The company was started in Brazil and operated in Marlborough in 2013 and 2014. It recruited many of its Massachusetts members from the Brazilian and Dominican communities. Nearly one million people lost money as an estimated $3 billion flowed between multiple levels of investors and the company, prosecutors said.
James Merrill, a former cleaning company owner who became president of TelexFree, pleaded guilty to multiple counts of wire fraud in October 2016 and agreed to turn over $140 million in assets. He was sentenced to six years in prison and three years of supervised release.

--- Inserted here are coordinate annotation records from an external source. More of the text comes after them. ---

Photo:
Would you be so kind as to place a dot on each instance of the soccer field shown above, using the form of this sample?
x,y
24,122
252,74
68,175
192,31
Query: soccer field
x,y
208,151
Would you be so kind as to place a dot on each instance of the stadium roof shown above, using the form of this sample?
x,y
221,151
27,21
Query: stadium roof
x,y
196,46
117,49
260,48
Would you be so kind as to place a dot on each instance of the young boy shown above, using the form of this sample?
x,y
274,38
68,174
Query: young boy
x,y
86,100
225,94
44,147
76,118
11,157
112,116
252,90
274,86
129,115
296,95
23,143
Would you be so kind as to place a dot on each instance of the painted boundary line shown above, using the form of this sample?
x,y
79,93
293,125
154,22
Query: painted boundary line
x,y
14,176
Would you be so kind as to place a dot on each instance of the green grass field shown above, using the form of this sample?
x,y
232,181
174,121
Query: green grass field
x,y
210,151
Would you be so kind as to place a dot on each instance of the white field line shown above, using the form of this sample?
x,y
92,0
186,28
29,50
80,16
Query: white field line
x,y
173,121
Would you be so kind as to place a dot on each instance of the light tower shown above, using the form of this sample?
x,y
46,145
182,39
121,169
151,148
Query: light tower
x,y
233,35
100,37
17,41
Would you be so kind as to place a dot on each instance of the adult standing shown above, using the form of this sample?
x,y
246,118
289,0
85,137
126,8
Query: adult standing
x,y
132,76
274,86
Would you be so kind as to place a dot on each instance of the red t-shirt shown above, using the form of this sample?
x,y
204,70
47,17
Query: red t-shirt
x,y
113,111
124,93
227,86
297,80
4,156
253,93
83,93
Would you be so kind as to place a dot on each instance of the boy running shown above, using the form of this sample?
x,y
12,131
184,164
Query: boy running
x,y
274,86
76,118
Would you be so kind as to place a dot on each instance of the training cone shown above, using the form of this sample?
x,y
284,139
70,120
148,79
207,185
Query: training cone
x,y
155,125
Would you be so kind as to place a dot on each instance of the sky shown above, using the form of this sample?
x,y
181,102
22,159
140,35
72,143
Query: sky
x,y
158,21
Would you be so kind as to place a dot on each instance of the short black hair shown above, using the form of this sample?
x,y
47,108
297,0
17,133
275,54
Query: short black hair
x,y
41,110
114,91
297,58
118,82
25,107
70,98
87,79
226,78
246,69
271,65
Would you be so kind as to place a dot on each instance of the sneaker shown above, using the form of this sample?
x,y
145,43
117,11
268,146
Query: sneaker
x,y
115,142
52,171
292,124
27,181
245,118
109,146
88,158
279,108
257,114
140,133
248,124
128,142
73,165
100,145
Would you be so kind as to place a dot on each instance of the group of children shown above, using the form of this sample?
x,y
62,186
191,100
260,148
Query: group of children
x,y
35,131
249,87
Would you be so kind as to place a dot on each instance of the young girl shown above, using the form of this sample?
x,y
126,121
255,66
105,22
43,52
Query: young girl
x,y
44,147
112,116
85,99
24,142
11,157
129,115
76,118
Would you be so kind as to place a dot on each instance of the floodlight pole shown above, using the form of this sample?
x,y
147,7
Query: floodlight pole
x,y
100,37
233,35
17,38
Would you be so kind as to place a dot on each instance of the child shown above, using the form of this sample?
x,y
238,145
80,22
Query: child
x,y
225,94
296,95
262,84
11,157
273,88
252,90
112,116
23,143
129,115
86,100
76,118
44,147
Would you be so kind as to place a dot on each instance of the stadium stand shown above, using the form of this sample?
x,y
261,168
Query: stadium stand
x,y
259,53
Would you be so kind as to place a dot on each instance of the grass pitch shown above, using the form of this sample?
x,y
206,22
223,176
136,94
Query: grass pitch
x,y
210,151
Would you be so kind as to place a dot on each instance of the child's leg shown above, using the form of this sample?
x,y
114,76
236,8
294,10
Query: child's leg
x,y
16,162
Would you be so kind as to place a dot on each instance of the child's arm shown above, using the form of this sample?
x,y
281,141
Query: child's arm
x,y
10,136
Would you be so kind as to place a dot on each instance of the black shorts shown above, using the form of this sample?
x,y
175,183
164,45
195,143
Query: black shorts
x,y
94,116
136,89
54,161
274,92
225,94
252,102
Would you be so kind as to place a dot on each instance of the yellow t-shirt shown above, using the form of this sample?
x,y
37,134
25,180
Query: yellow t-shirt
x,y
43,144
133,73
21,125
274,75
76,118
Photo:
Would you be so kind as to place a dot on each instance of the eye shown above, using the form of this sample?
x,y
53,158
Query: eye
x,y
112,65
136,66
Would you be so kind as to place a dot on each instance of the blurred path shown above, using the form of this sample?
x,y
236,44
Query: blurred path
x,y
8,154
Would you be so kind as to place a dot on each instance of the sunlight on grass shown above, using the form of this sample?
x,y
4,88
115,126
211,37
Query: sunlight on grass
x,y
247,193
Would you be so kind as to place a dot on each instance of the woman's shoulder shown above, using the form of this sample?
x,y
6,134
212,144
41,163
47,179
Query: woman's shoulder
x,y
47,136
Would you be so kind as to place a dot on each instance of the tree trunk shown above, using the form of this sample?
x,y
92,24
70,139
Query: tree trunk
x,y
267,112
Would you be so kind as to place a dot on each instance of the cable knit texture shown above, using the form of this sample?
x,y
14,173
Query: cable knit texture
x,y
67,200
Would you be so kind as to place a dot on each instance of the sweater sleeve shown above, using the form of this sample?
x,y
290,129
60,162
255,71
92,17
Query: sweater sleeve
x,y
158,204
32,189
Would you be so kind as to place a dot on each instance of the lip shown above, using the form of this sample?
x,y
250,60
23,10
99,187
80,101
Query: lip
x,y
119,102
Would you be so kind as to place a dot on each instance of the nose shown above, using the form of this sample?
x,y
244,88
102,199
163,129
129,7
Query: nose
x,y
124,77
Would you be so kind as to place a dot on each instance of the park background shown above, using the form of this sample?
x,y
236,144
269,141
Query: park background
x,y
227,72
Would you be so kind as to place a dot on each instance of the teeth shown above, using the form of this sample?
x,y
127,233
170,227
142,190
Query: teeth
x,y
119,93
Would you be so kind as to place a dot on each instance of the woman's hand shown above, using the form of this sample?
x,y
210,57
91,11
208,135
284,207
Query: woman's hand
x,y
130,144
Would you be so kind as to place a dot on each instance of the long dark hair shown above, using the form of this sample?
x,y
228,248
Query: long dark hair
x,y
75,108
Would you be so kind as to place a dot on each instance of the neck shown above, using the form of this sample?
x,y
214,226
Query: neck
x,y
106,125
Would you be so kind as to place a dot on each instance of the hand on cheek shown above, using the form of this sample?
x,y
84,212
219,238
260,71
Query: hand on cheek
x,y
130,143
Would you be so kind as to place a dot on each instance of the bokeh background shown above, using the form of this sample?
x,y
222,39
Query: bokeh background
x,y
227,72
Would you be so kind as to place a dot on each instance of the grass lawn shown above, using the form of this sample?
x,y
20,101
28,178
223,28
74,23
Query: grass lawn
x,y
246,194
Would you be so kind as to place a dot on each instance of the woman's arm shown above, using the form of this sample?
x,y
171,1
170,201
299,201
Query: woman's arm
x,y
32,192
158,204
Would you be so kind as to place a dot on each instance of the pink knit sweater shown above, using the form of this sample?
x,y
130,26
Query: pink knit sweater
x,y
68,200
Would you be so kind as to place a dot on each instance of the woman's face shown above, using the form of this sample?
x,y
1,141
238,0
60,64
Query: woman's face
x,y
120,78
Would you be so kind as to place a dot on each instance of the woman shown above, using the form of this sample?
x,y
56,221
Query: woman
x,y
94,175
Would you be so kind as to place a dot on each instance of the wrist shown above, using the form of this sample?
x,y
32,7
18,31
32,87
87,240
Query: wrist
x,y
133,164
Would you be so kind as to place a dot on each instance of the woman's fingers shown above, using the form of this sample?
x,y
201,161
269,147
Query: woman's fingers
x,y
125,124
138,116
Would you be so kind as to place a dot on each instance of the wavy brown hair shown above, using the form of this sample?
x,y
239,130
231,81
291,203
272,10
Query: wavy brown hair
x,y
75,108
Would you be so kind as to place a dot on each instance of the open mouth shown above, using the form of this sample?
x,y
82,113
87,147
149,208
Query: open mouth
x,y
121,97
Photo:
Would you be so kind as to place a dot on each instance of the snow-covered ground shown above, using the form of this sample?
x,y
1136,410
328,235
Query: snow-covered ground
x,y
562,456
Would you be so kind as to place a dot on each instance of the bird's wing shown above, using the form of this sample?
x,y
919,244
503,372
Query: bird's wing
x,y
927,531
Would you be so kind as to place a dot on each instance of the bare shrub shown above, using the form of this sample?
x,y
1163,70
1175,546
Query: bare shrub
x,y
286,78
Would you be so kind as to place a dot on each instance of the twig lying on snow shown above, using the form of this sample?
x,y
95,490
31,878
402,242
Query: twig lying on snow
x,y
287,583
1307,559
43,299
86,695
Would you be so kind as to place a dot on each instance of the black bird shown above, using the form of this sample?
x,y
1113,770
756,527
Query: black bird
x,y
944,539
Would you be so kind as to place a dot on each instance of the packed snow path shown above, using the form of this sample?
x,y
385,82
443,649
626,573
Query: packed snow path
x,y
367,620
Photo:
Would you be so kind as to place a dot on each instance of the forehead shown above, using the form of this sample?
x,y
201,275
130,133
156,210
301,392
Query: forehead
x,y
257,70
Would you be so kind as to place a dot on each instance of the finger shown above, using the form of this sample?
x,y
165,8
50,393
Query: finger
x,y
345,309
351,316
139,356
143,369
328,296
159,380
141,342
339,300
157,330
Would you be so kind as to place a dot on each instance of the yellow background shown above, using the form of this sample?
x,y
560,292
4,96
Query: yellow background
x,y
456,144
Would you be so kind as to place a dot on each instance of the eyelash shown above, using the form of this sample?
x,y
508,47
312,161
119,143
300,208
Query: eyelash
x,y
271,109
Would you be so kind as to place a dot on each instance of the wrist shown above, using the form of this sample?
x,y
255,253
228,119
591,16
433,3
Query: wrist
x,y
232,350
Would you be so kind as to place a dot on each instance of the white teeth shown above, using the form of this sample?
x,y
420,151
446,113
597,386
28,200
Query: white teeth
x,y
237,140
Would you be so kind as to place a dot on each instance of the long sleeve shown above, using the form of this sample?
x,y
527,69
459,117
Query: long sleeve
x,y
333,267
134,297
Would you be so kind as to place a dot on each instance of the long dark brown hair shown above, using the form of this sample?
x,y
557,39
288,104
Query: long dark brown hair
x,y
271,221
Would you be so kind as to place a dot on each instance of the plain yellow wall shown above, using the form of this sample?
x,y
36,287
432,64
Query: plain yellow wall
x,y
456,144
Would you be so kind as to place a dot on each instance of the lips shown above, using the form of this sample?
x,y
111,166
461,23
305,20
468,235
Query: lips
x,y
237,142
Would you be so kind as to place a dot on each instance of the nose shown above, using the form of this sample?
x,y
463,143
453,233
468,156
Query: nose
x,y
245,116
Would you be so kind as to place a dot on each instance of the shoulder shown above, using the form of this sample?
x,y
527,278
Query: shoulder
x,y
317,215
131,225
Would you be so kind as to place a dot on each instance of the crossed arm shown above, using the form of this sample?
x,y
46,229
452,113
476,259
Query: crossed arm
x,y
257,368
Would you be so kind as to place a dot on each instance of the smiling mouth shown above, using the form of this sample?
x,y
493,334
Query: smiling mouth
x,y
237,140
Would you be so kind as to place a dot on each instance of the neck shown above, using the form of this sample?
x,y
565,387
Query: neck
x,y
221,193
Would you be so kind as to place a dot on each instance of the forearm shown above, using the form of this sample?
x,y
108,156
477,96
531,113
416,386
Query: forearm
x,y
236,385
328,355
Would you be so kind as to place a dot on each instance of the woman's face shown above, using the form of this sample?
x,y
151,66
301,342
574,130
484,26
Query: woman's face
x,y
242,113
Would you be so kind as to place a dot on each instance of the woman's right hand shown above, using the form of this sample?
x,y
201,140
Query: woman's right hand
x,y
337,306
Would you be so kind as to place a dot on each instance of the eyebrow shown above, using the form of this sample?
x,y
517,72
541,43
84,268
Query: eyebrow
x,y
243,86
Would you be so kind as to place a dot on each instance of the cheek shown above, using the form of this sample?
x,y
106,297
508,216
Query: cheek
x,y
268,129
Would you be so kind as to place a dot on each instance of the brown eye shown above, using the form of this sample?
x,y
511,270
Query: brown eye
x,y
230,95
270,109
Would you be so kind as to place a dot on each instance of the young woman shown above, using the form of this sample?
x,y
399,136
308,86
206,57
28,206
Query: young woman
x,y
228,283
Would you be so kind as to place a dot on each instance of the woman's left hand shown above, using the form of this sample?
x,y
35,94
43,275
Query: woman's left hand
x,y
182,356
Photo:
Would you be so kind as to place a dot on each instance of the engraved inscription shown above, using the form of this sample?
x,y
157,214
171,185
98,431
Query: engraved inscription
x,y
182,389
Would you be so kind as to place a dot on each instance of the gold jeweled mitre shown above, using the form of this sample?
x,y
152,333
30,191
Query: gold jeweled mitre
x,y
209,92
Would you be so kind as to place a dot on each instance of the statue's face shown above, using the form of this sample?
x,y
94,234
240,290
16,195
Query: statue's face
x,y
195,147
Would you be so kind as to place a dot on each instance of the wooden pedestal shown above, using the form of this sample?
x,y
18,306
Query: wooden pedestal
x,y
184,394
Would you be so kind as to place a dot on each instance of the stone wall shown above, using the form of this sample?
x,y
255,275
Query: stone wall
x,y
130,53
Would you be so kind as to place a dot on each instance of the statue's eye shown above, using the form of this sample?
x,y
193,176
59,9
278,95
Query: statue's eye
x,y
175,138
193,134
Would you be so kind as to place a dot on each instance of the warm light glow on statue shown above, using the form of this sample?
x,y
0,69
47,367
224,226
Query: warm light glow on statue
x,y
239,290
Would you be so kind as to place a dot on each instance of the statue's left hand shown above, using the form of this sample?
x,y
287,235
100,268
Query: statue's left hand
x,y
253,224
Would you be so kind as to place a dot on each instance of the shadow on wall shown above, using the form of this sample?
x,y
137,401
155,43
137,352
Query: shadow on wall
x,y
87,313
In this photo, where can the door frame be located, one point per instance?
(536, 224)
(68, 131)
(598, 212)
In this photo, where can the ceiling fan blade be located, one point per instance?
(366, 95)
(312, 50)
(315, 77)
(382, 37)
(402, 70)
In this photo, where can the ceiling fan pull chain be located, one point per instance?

Merrill’s business partner, Carlos Wanzeler, fled to Brazil after charges were filed against him, and the United States has been attempting to extradite him. Prosecutors said at the time that Wanzeler was sending people to the Boston area to pick up some $40 million he had left there. Rocha led authorities to $17.5 million in cash stored in a bed’s box spring in Westborough.
Rocha was sentenced to 33 months in prison and one year of supervised release after pleading guilty to one count of conspiring to commit money laundering and one count of money laundering.